Rest, radical dreaming, and community in the midst of so much
- Sarah Gettel
- Jul 15
- 2 min read
Updated: Jul 17

We've been vacationing and working remotely in Door County, WI for a few weeks. My family has visited Door County, usually every year, for several generations. I was baptized here, have made memories here in every season, and now love sharing experiences here with my partner and our pets.
Our family jokes about "the Door County effect" — how we arrive and are promptly lulled into deep naps and slower living. It feels like an enormous gift to be in a place that helps my body surrender to rest, buoyed even more by inspiration and grounding from nature, writers, and artists that are central to the Door County community.

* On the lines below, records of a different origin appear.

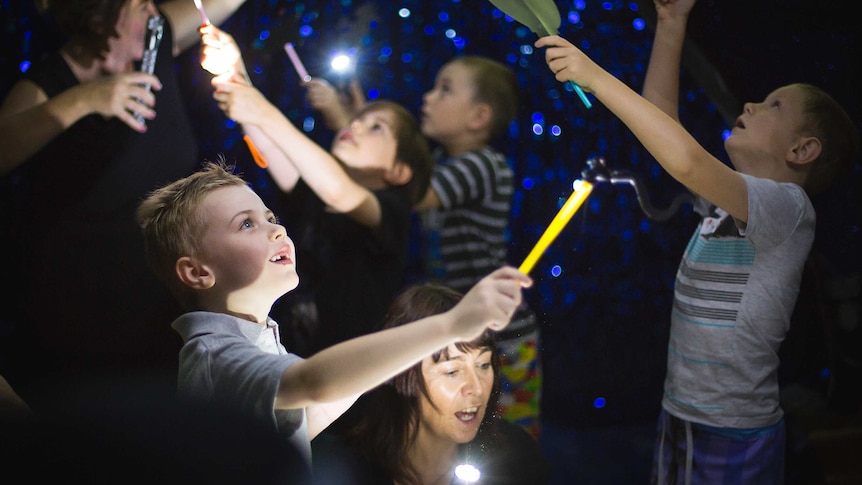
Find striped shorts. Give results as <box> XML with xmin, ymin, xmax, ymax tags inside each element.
<box><xmin>650</xmin><ymin>410</ymin><xmax>785</xmax><ymax>485</ymax></box>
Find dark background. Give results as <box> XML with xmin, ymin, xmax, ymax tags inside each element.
<box><xmin>0</xmin><ymin>0</ymin><xmax>862</xmax><ymax>483</ymax></box>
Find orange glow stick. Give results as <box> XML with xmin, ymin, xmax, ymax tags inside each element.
<box><xmin>518</xmin><ymin>180</ymin><xmax>593</xmax><ymax>274</ymax></box>
<box><xmin>284</xmin><ymin>42</ymin><xmax>311</xmax><ymax>82</ymax></box>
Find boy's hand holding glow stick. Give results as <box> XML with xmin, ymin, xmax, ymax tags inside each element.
<box><xmin>195</xmin><ymin>0</ymin><xmax>212</xmax><ymax>27</ymax></box>
<box><xmin>284</xmin><ymin>42</ymin><xmax>311</xmax><ymax>83</ymax></box>
<box><xmin>518</xmin><ymin>180</ymin><xmax>593</xmax><ymax>274</ymax></box>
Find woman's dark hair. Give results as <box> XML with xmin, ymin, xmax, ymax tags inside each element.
<box><xmin>346</xmin><ymin>283</ymin><xmax>501</xmax><ymax>483</ymax></box>
<box><xmin>36</xmin><ymin>0</ymin><xmax>130</xmax><ymax>59</ymax></box>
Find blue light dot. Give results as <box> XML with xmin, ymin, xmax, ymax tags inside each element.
<box><xmin>640</xmin><ymin>219</ymin><xmax>652</xmax><ymax>232</ymax></box>
<box><xmin>302</xmin><ymin>116</ymin><xmax>314</xmax><ymax>133</ymax></box>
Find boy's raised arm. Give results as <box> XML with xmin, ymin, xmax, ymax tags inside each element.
<box><xmin>535</xmin><ymin>35</ymin><xmax>748</xmax><ymax>221</ymax></box>
<box><xmin>643</xmin><ymin>0</ymin><xmax>696</xmax><ymax>121</ymax></box>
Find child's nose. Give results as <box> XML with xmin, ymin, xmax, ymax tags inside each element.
<box><xmin>464</xmin><ymin>371</ymin><xmax>485</xmax><ymax>396</ymax></box>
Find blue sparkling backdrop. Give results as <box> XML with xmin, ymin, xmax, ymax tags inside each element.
<box><xmin>0</xmin><ymin>0</ymin><xmax>859</xmax><ymax>427</ymax></box>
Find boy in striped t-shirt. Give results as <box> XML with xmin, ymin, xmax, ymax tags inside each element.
<box><xmin>536</xmin><ymin>0</ymin><xmax>858</xmax><ymax>485</ymax></box>
<box><xmin>414</xmin><ymin>56</ymin><xmax>541</xmax><ymax>435</ymax></box>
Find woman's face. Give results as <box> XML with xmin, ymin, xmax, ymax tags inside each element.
<box><xmin>420</xmin><ymin>345</ymin><xmax>494</xmax><ymax>443</ymax></box>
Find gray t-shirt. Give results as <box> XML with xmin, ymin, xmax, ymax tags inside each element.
<box><xmin>662</xmin><ymin>175</ymin><xmax>815</xmax><ymax>428</ymax></box>
<box><xmin>171</xmin><ymin>312</ymin><xmax>311</xmax><ymax>464</ymax></box>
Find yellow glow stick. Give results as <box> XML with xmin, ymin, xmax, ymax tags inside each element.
<box><xmin>518</xmin><ymin>180</ymin><xmax>593</xmax><ymax>274</ymax></box>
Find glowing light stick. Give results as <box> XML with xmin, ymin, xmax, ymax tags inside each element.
<box><xmin>134</xmin><ymin>15</ymin><xmax>165</xmax><ymax>123</ymax></box>
<box><xmin>195</xmin><ymin>0</ymin><xmax>211</xmax><ymax>25</ymax></box>
<box><xmin>518</xmin><ymin>180</ymin><xmax>593</xmax><ymax>274</ymax></box>
<box><xmin>195</xmin><ymin>0</ymin><xmax>268</xmax><ymax>168</ymax></box>
<box><xmin>284</xmin><ymin>42</ymin><xmax>311</xmax><ymax>82</ymax></box>
<box><xmin>455</xmin><ymin>464</ymin><xmax>482</xmax><ymax>483</ymax></box>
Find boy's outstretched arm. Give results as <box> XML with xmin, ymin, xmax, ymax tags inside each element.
<box><xmin>643</xmin><ymin>0</ymin><xmax>696</xmax><ymax>121</ymax></box>
<box><xmin>535</xmin><ymin>35</ymin><xmax>748</xmax><ymax>221</ymax></box>
<box><xmin>275</xmin><ymin>267</ymin><xmax>532</xmax><ymax>430</ymax></box>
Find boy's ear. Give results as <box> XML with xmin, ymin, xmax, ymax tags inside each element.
<box><xmin>467</xmin><ymin>103</ymin><xmax>494</xmax><ymax>130</ymax></box>
<box><xmin>786</xmin><ymin>136</ymin><xmax>823</xmax><ymax>165</ymax></box>
<box><xmin>174</xmin><ymin>256</ymin><xmax>215</xmax><ymax>290</ymax></box>
<box><xmin>383</xmin><ymin>161</ymin><xmax>413</xmax><ymax>186</ymax></box>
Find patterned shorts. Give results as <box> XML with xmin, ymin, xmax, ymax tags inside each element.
<box><xmin>650</xmin><ymin>410</ymin><xmax>785</xmax><ymax>485</ymax></box>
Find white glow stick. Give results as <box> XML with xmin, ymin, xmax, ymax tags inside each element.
<box><xmin>284</xmin><ymin>42</ymin><xmax>311</xmax><ymax>82</ymax></box>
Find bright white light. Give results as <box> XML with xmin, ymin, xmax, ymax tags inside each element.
<box><xmin>331</xmin><ymin>54</ymin><xmax>350</xmax><ymax>72</ymax></box>
<box><xmin>455</xmin><ymin>464</ymin><xmax>481</xmax><ymax>483</ymax></box>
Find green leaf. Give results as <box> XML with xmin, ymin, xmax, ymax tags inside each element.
<box><xmin>490</xmin><ymin>0</ymin><xmax>562</xmax><ymax>37</ymax></box>
<box><xmin>523</xmin><ymin>0</ymin><xmax>562</xmax><ymax>36</ymax></box>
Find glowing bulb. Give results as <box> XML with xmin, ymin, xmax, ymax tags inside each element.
<box><xmin>331</xmin><ymin>54</ymin><xmax>350</xmax><ymax>72</ymax></box>
<box><xmin>455</xmin><ymin>463</ymin><xmax>481</xmax><ymax>483</ymax></box>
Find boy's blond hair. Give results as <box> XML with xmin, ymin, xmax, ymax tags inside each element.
<box><xmin>135</xmin><ymin>160</ymin><xmax>249</xmax><ymax>308</ymax></box>
<box><xmin>793</xmin><ymin>83</ymin><xmax>859</xmax><ymax>196</ymax></box>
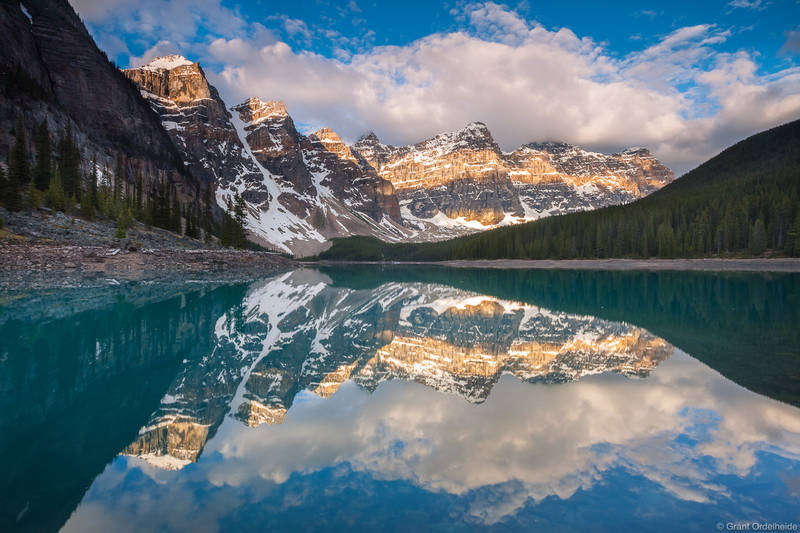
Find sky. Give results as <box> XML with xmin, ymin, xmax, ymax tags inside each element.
<box><xmin>70</xmin><ymin>0</ymin><xmax>800</xmax><ymax>174</ymax></box>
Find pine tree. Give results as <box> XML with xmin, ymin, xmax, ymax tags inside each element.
<box><xmin>58</xmin><ymin>122</ymin><xmax>81</xmax><ymax>199</ymax></box>
<box><xmin>33</xmin><ymin>119</ymin><xmax>53</xmax><ymax>191</ymax></box>
<box><xmin>111</xmin><ymin>152</ymin><xmax>125</xmax><ymax>204</ymax></box>
<box><xmin>750</xmin><ymin>218</ymin><xmax>767</xmax><ymax>255</ymax></box>
<box><xmin>0</xmin><ymin>166</ymin><xmax>8</xmax><ymax>203</ymax></box>
<box><xmin>200</xmin><ymin>187</ymin><xmax>214</xmax><ymax>242</ymax></box>
<box><xmin>169</xmin><ymin>190</ymin><xmax>182</xmax><ymax>235</ymax></box>
<box><xmin>45</xmin><ymin>169</ymin><xmax>67</xmax><ymax>211</ymax></box>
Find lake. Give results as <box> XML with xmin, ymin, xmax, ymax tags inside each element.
<box><xmin>0</xmin><ymin>266</ymin><xmax>800</xmax><ymax>532</ymax></box>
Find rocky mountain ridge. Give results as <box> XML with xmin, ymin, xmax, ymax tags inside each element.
<box><xmin>124</xmin><ymin>56</ymin><xmax>674</xmax><ymax>255</ymax></box>
<box><xmin>0</xmin><ymin>0</ymin><xmax>203</xmax><ymax>208</ymax></box>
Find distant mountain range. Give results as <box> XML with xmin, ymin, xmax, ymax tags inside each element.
<box><xmin>0</xmin><ymin>0</ymin><xmax>674</xmax><ymax>256</ymax></box>
<box><xmin>319</xmin><ymin>116</ymin><xmax>800</xmax><ymax>261</ymax></box>
<box><xmin>124</xmin><ymin>55</ymin><xmax>674</xmax><ymax>255</ymax></box>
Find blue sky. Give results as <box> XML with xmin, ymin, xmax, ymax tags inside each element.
<box><xmin>72</xmin><ymin>0</ymin><xmax>800</xmax><ymax>172</ymax></box>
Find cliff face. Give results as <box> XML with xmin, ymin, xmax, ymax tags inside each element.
<box><xmin>119</xmin><ymin>56</ymin><xmax>673</xmax><ymax>255</ymax></box>
<box><xmin>0</xmin><ymin>0</ymin><xmax>200</xmax><ymax>200</ymax></box>
<box><xmin>353</xmin><ymin>122</ymin><xmax>674</xmax><ymax>229</ymax></box>
<box><xmin>123</xmin><ymin>56</ymin><xmax>270</xmax><ymax>202</ymax></box>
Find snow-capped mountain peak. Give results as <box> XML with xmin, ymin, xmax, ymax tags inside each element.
<box><xmin>139</xmin><ymin>54</ymin><xmax>194</xmax><ymax>70</ymax></box>
<box><xmin>125</xmin><ymin>55</ymin><xmax>673</xmax><ymax>255</ymax></box>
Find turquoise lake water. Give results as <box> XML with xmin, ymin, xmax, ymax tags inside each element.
<box><xmin>0</xmin><ymin>266</ymin><xmax>800</xmax><ymax>533</ymax></box>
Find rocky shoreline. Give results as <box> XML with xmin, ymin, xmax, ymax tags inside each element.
<box><xmin>0</xmin><ymin>244</ymin><xmax>295</xmax><ymax>293</ymax></box>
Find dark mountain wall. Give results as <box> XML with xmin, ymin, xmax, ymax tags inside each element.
<box><xmin>0</xmin><ymin>0</ymin><xmax>206</xmax><ymax>197</ymax></box>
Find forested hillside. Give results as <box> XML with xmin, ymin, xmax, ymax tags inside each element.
<box><xmin>319</xmin><ymin>120</ymin><xmax>800</xmax><ymax>261</ymax></box>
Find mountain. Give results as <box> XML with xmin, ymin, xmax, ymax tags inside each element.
<box><xmin>353</xmin><ymin>122</ymin><xmax>674</xmax><ymax>229</ymax></box>
<box><xmin>319</xmin><ymin>120</ymin><xmax>800</xmax><ymax>261</ymax></box>
<box><xmin>0</xmin><ymin>0</ymin><xmax>206</xmax><ymax>207</ymax></box>
<box><xmin>117</xmin><ymin>270</ymin><xmax>674</xmax><ymax>469</ymax></box>
<box><xmin>124</xmin><ymin>56</ymin><xmax>673</xmax><ymax>255</ymax></box>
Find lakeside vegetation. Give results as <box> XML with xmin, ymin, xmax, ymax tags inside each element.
<box><xmin>318</xmin><ymin>120</ymin><xmax>800</xmax><ymax>261</ymax></box>
<box><xmin>0</xmin><ymin>118</ymin><xmax>250</xmax><ymax>249</ymax></box>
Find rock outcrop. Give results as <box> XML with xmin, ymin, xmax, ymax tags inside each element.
<box><xmin>0</xmin><ymin>0</ymin><xmax>200</xmax><ymax>202</ymax></box>
<box><xmin>353</xmin><ymin>122</ymin><xmax>674</xmax><ymax>235</ymax></box>
<box><xmin>125</xmin><ymin>56</ymin><xmax>673</xmax><ymax>255</ymax></box>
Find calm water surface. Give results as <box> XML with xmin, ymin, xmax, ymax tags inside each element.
<box><xmin>0</xmin><ymin>267</ymin><xmax>800</xmax><ymax>532</ymax></box>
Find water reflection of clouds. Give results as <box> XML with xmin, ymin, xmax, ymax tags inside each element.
<box><xmin>61</xmin><ymin>352</ymin><xmax>800</xmax><ymax>530</ymax></box>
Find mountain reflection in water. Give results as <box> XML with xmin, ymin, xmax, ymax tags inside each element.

Rest and radical dreaming are so important right now... Widespread suffering, polycrises, and cruelty are overwhelming and relentless. Widespread denial and disconnect are, too. The "answer," the balm, that I always come back to is deep connection and community.
For most of my adult life, I've felt like I've needed to "re-learn" community... In white culture, we're commonly socialized to see the world through an individualistic lens, to try to address needs and to solve problems on our own. We learn to isolate in conflict and crisis rather than to connect. All of this reinforces the distance between each other and the world.
It is radical ("grasping at the root" radical) to choose other ways of being that form ecosystems of mutual care, support, and action. As Kalpana Krishnamurthy writes, "One of the most radical things we can do right now is to build community and look after each other."
I'm deeply grateful for the many spaces that help me "re-learn" community — Black-led community organizing, Indigenous storytelling, mutual aid networks, and Buddhist and Christian philosophy being among them.
I'm deeply grateful for my friend and accountability pod member Beth Godbee and her gift as a weaver — bringing people together to support one another in our social justice and healing-centered work.
I'm deeply grateful for our neighbors who have modeled kindness and generous "we've got your back" practices since the moment we moved in.
I'm deeply grateful for the opportunity to gather in living rooms with community members who are justly outraged, aggrieved, and striving to make a difference, together.
As we prepare to head home, I'm thinking about what it looks like to sustain rest and radical dreaming in the midst of so much. I know part of this will be continuing to seek connections and community to grapple with and show up in this moment... I hope you'll reach out if you're searching, too!